魔女と忌み嫌われた私、売られた隣国で聖女として次期公爵様に溺愛されています
「もちろんです」

 レナールをおいて一人で逃げるなんて考えられない。アリーセが力強く答えると、レナールが微笑んだ。
 ジギワルドは何か言いたげな顔をしたが、言い合う時間はないと考えたのだろう。無事で、と残して去って行った。
 レナールは真剣な顔でガタガタと揺れる重厚な扉を見つめる。

「結界をはる。俺の魔力で押さえ込めるかは未知数だが、やらないよりもいい。アリーセ。
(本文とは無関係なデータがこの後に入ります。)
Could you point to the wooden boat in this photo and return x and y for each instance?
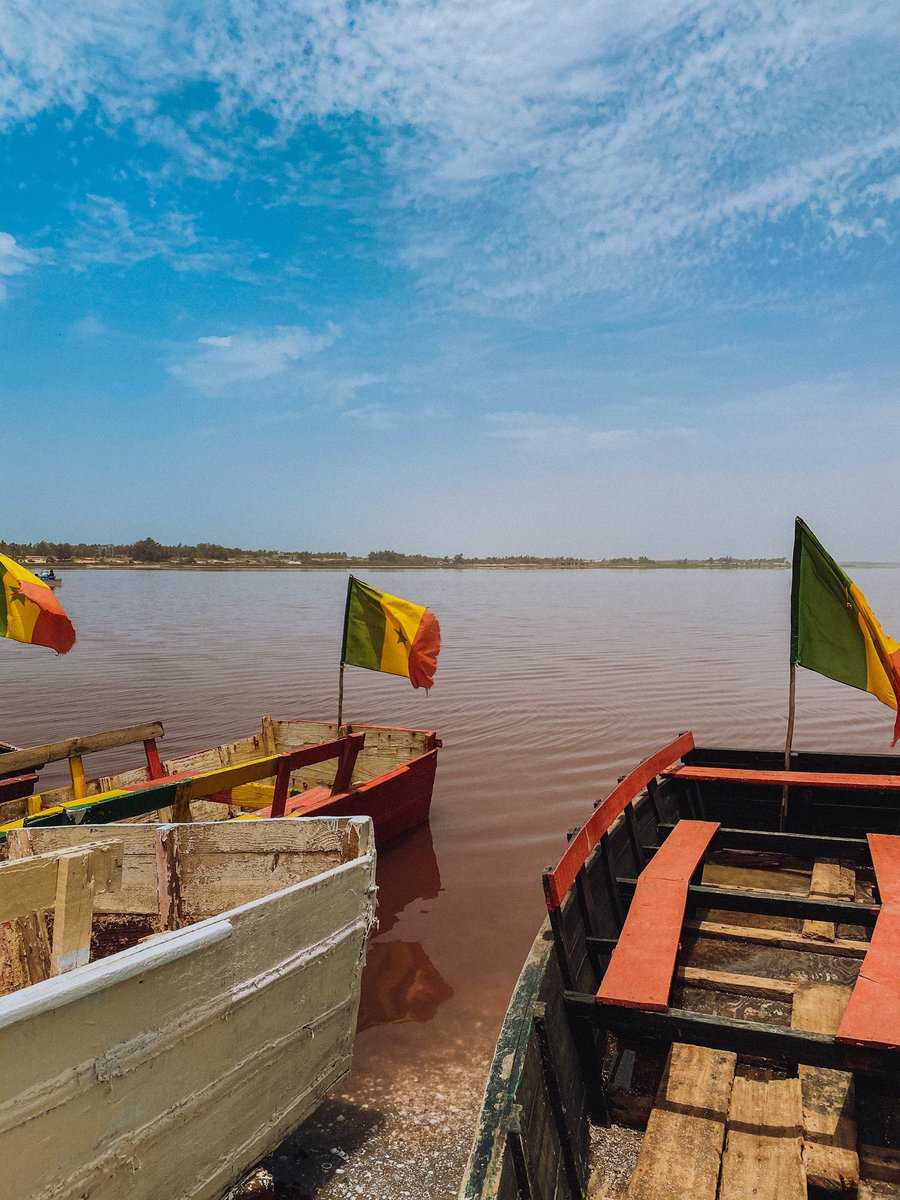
(216, 1011)
(712, 1008)
(369, 771)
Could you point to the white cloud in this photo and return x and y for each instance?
(533, 149)
(108, 234)
(545, 433)
(89, 327)
(219, 363)
(15, 259)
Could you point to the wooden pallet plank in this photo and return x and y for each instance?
(682, 1147)
(762, 1151)
(829, 1127)
(73, 912)
(831, 881)
(737, 984)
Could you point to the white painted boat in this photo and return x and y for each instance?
(169, 1067)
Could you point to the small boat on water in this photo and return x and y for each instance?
(195, 1001)
(289, 768)
(712, 1008)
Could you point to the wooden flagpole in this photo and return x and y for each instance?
(789, 742)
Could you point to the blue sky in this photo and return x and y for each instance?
(491, 276)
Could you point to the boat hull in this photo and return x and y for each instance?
(545, 1086)
(391, 783)
(179, 1063)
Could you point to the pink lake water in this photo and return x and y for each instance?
(550, 685)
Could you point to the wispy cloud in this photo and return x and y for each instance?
(15, 259)
(545, 433)
(89, 327)
(534, 151)
(217, 363)
(109, 234)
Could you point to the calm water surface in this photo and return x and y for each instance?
(550, 685)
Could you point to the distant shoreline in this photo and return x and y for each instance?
(474, 565)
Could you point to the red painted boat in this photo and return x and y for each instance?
(289, 768)
(712, 1007)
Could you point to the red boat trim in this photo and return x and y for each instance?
(642, 965)
(558, 881)
(785, 778)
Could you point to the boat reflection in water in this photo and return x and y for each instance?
(400, 982)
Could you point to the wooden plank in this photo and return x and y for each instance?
(558, 881)
(886, 861)
(775, 937)
(204, 1048)
(55, 751)
(762, 1150)
(73, 912)
(829, 1127)
(829, 880)
(784, 778)
(819, 1007)
(737, 984)
(682, 1147)
(168, 877)
(27, 886)
(642, 965)
(873, 1015)
(29, 945)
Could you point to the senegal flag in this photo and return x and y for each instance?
(384, 633)
(30, 612)
(833, 629)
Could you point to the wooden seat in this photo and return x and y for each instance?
(642, 965)
(873, 1015)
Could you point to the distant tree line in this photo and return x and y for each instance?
(149, 550)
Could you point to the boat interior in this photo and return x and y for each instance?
(349, 757)
(73, 895)
(712, 1009)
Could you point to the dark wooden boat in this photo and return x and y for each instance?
(712, 1008)
(289, 768)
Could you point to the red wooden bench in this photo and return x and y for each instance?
(784, 778)
(558, 881)
(642, 965)
(873, 1015)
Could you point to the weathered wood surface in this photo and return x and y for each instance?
(558, 881)
(785, 778)
(393, 775)
(829, 1127)
(195, 1054)
(777, 937)
(762, 1151)
(683, 1144)
(54, 751)
(222, 864)
(873, 1015)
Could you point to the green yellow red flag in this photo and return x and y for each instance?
(833, 629)
(30, 612)
(383, 633)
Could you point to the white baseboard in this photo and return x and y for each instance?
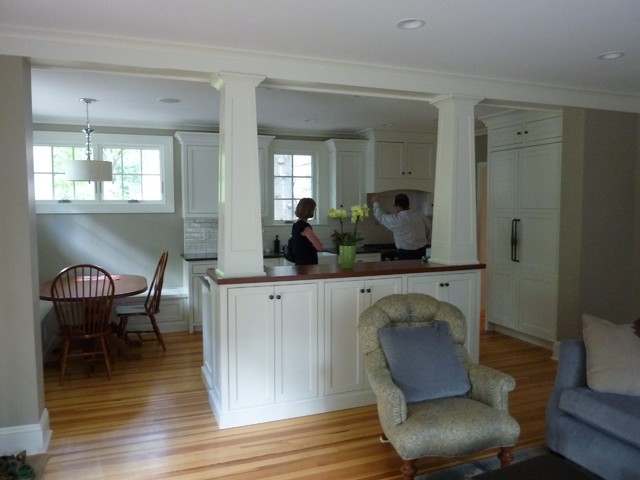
(300, 408)
(34, 438)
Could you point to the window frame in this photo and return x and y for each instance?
(111, 140)
(285, 147)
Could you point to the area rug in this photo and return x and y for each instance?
(468, 470)
(23, 467)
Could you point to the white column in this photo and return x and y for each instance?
(24, 420)
(453, 238)
(239, 219)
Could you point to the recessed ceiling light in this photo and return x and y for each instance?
(410, 23)
(610, 55)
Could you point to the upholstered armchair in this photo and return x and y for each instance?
(432, 399)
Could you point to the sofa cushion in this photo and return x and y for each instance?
(613, 356)
(615, 415)
(423, 362)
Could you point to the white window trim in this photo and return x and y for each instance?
(298, 147)
(165, 143)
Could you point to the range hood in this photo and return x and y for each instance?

魔力を放出してもらえるか?」

 レナールがアリーセをまっすぐに見つめた。

「わかりました」

 アリーセは祈りを呟く。白い光がわずかに輝く。アリーセの魔力が満ちる。
 それを確認して、レナールが呪文を唱え、両手を前に突き出すと結界魔法を発動する。
 青く透き通った箱が、扉を、そしてロストがある部屋全体を包み込む。
 揺れが、わずかに小さくなったのがわかった。
 けれど、すぐにミシミシという音が鳴り始める。
 レナールがぐっと歯を食いしばる。力負けしそうなのだろう。

(どうしよう。このままじゃ……)

 レナールのこめかみににじむ汗を見て、アリーセは決意した。
 結界は純粋に魔力量勝負だ。だったら。
 アリーセの魔力をレナールにあげればいい。

「レナール様。失礼します」

 アリーセは、レナールの腕を掴むと、レナールに教わった魔力を移す呪文を唱え始める。
 レナールの青い目が見開かれた。それから力強くうなずく。
 結界の青い光が強くなったのがわかった。さらに、白い膜のようなものが包み込む。
 結界が補強されたのだ。揺れもまた小さくなっていく。
 アリーセは結界を補強するように、レナールに死に物狂いで魔力を注ぎ続ける。

(どうか、耐えきって!)

 ――やがて、揺れが止まった。